Azeredo Lopes: “Ocidente devia ter vergonha na cara”
Durante todo o verão, o debate da crise oscilava em termos que confrontavam a segurança exigida à solidariedade necessária. Não mais. José Azeredo Lopes enumera erros de avaliação e causas de um problema que exige soluções globais, estruturais com medidas estratégicas e económicas. O momento é também de reflexão profunda sobre erros próprios e alheios.
“O Ocidente devia enfrentar a questão, e desde logo, ter um bocadinho de vergonha na cara para perceber a origem do problema.
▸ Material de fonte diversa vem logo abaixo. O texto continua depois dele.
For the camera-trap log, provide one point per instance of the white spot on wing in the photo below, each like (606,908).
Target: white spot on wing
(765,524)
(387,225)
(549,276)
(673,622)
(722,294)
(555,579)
Está em muitos espaços onde interviemos e lançamos o caos”, afirma Azeredo Lopes.
“Se pensar no Iraque, se pensar na forma como fomos interpretando o que devia ser a Primavera Árabe, se pensar na Síria e se eu pensar na Líbia (dois casos de intervenção directa ou indirecta de muitos dos estados da União Europeia e Estados Unidos) então talvez devêssemos encarar a questão da segurança na gestão das situações pós-conflituais”, analisa.
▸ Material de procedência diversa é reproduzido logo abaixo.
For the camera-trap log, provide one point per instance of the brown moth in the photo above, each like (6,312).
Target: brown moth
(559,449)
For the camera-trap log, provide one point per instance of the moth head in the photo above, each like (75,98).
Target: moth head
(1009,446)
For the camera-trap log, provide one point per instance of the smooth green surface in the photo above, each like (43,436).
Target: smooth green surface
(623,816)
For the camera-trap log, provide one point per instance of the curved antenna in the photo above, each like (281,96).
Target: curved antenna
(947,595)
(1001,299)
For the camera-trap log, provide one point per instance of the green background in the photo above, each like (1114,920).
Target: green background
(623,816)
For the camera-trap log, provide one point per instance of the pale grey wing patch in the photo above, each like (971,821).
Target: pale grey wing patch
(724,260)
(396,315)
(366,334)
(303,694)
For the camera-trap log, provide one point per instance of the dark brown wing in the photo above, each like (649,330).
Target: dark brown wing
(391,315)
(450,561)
“Somos – no Ocidente - bastante bons a teorizar sobre a vontade de intervir e de instalar a democracia. Somos bastante menos bons na prática, porque, normalmente, só fazemos disparates”, diz o professor de Direito Internacional.
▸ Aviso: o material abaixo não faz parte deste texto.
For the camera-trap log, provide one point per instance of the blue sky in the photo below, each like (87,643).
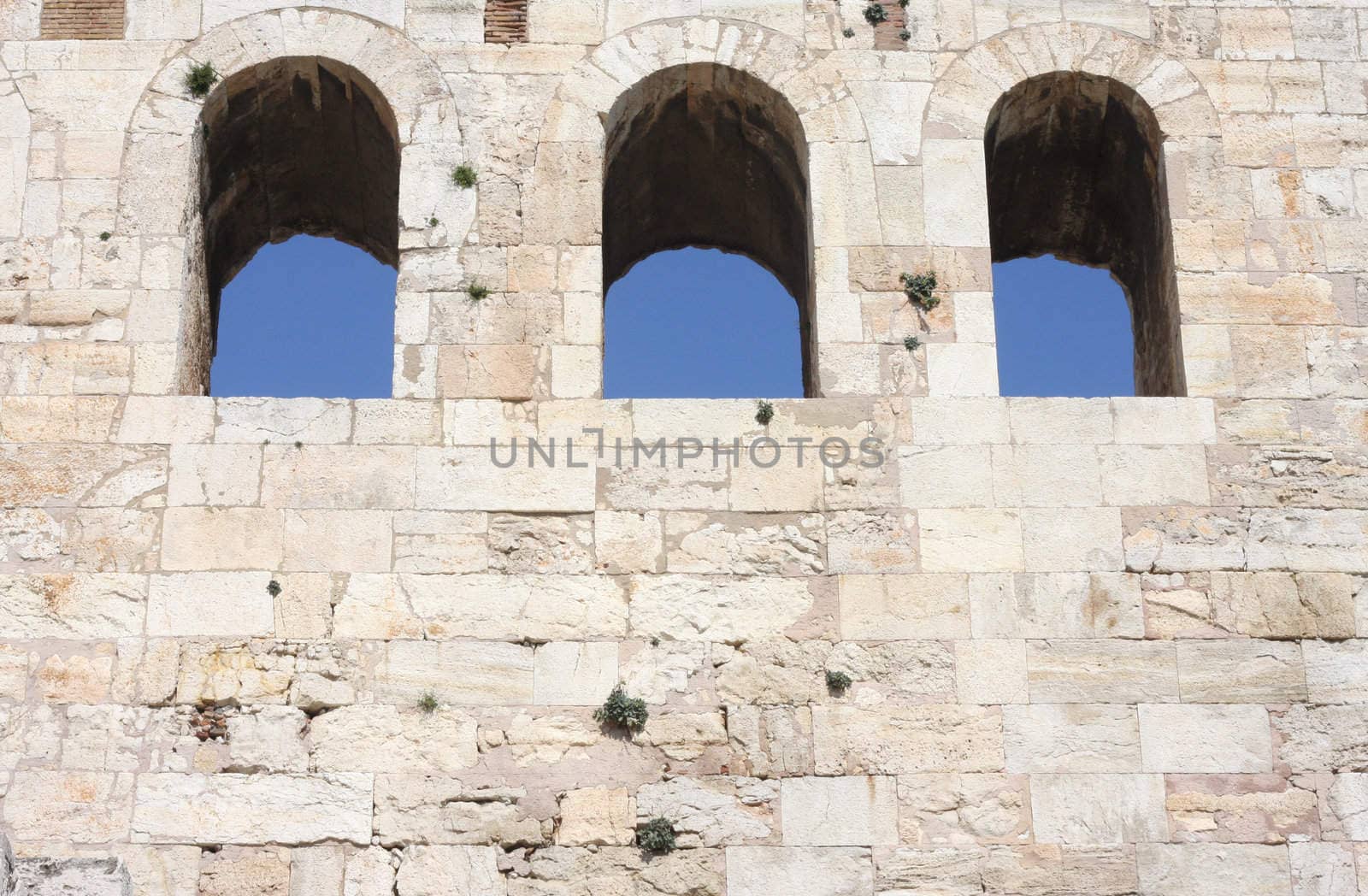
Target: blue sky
(694,323)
“Basta ver o caso da Síria onde fizemos tudo para derrubar Assad e agora fazemos tudo – fingindo que não o fazemos – para que não caia, porque se cair então é que vai ser uma questão interessante”, ironiza.
Incapacidade de perceber o Médio Oriente? “Temos uma visão muito primária, quase infantil, de que não nos conseguimos libertar. A de que se interviermos num sítio estamos necessariamente a actuar em favor do bem contra o mal. Ora, esse sítio, normalmente, está infestado de maus."
“Não só está infestado de maus como a intervenção tem um efeito reactivo que desencadeia o surgimento de mais maus. Se formos ver as rotas do Mediterrâneo e quem, actualmente, se financia com esta tragédia porventura temos que pensar numa intervenção militar localizada. Não estou a falar em ataques a cidades ou do género”, esclarece Azeredo Lopes.
“Refiro uma intervenção localizada – já foi pré-anunciada, mas abortou por não ter apoio no Conselho de Segurança da ONU – que, pelo menos, significaria, um golpe a estes grupos criminosos. Estancava-se a acção de grupos armados que estão a enriquecer, de alguma forma, à custa de centenas de milhares de pessoas”, afirma.
“Grupos que estão a reforçar o seu poder que, evidentemente, mais tarde vai ser usado contra nós”, alerta Azeredo Lopes.